Colron wax would be my choice as the units I have just completed.

I cand the timber down to a very fine finish using a 320 grade paper for the final sand. Follow this with a wipe over of white spirit and one thin coat of good quality satin finish varnish. Once dry, in about 24 hours, I sand it again with 320 grade paper, wipe again with white spirit and apply Colron refined clear wax followed by buffing with a soft cloth when dry.

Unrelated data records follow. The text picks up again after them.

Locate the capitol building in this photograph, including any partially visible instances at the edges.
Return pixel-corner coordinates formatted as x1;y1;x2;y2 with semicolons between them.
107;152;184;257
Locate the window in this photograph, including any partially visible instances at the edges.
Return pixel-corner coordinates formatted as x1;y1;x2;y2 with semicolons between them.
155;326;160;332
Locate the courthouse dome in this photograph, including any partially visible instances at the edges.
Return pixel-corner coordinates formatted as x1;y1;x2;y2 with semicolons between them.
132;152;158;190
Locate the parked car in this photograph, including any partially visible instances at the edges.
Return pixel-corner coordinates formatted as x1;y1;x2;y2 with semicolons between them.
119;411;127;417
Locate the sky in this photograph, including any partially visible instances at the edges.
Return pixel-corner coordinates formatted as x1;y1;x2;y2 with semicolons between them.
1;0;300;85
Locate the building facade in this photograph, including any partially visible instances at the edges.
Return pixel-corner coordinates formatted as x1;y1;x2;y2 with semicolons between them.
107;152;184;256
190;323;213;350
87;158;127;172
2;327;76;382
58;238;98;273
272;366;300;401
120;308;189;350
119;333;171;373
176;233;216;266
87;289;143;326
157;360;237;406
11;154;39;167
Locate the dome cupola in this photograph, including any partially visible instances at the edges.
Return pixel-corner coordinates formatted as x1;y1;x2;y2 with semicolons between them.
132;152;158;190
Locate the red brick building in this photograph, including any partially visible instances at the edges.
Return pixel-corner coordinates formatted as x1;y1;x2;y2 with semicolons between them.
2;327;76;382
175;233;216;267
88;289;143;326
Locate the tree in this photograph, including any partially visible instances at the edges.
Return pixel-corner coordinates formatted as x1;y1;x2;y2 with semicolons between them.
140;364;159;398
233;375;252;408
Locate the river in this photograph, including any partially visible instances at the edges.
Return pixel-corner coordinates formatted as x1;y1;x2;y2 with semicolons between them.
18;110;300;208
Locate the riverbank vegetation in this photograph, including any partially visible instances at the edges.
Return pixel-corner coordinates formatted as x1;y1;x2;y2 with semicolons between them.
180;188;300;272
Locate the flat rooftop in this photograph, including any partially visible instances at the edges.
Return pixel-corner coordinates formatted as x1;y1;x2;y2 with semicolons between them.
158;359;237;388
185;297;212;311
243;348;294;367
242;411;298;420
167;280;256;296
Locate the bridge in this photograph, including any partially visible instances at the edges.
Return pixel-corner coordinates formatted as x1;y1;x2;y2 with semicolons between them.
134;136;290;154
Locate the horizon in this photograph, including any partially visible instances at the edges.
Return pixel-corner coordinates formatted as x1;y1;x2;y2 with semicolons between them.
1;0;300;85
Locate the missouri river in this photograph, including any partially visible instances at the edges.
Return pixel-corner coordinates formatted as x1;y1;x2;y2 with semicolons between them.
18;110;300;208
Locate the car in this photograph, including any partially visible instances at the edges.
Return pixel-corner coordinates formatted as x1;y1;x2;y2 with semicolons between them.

The varnish lifts the grain, seals the surface, and takes any shine off. The surface of the timber retains its natural grain look and feel, but the varnish and wax give a very hard weraing satin finish.


----------



## Cherryville Chuck (Sep 28, 2010)

I'm not familiar with the products that Graham recommended but there are water clear finishes that will do what you want. Most, if not all the old oil based finishes will give a yellow hue. There are some clear lacquers but they have to be sprayed. The rest are water based.


----------



## Gerry Kiernan (Jul 19, 2007)

Water based satin varathane gives a nice low luster finish without darkening the wood.

Gerry


----------



## Fprodget (Oct 22, 2013)

Thanks guys. I will try your ideas on some left overs here in the shop.


----------